Amen! Vieni, Signore Gesù
Le parole hanno una loro forza, racchiudono un mondo che si rivela solo a chi si dispone bene nei loro confronti, a chi si sofferma e riesce a penetrare nel loro profondo.
Ne bastano poche a farci comprendere il significato di questo Natale, lontani dalle luci, dal frastuono del consumismo, dall’affannosa corsa contro il tempo; poche parole, per scendere nel cuore del Natale, per comprendere e vivere il suo mistero ogni giorno.

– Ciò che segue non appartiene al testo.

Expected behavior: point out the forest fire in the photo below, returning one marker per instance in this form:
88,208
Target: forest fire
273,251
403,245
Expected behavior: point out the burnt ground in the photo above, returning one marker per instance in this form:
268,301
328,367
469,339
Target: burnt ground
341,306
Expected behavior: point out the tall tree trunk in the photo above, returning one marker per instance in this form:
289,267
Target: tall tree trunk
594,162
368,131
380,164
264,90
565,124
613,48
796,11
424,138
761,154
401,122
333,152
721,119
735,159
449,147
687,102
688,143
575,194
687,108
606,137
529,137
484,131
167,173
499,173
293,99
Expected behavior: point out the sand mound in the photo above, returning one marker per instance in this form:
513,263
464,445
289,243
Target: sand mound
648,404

Di solito chiudiamo ogni preghiera dicendo “Amen”, parola che per noi equivale a “così sia” o a “in verità”. In ebraico la parola “Amen” ha la stessa radice del verbo che significa “credere” e del verbo causativo “amàn”, che equivale a “rendere fermo”, “rendere stabile”; da qui deriva il significato finale di “prestar fede”, “credere”, da qui deriva il senso profondo della fede, che è un’iniziativa di Dio, non volontà dell’uomo.
Quando noi diciamo “Amen” facciamo, così, riferimento sia alla fedeltà di Dio verso di noi sia alla nostra fiducia in Lui; non pronunciamo una semplice formula di chiusura di preghiera, ma facciamo un'autentica professione di fede; è come se dicessimo “Io credo”.
Affermiamo, quindi, la nostra fede nel Dio dell'alleanza, nel “Dio dell'Amen” (Is. 65,16), il Dio fedele alle sue promesse fino al punto di offrire suo Figlio per la nostra salvezza. Il Dio della verità. L’essenza e le speranze stesse della Chiesa sono racchiuse nell’ aramaico “Maranatha”, un'espressione unica che compare una sola volta nel Nuovo Testamento (1Cor. 16,22), ma che può essere divisa in due diversi modi: “Maràn athà”, “Il Signore nostro è venuto”, che suona come una professione di fede nella Parusia già realizzata, e “Maràna thà”, corrispondente a “Signore nostro, vieni”, che si configura come una preghiera, una richiesta della venuta del Signore. Nell'una e nell'altra accezione “Maranatha” rappresenta un'affermazione di fede nel Signore che è diventato uomo e ha abitato in mezzo a noi, e che tornerà. Poche parole che comprendono il mistero dell'Incarnazione, quale noi ri-scopriamo ogni anno nel Natale, e la fede della Chiesa nell'attesa della Parusia, la fede della Sposa che invoca la venuta del Signore Gesù. Predisponiamoci, dunque, nei confronti della festività del Natale con una maggiore consapevolezza, facendo memoria della nascita di Gesù, della “Parola fatta carne” (Gv. 1,14) già avvenuta “nella pienezza del tempo” (Gal. 4,4); vigilando e volgendo le nostre menti, il nostro animo alla venuta gloriosa di Cristo alla fine dei tempi, quando egli instaurerà il suo Regno; aprendo, infine, il nostro cuore a Gesù, facendo in modo che Egli prenda dimora in noi, fino al punto di poter ripetere le parole dell’apostolo Paolo: “Non sono più io che vivo, ma è Cristo che vive in me (Gal. 2,20). Buon Natale! Anzi, “Maranatha!”, “Vieni, Signore Gesù!”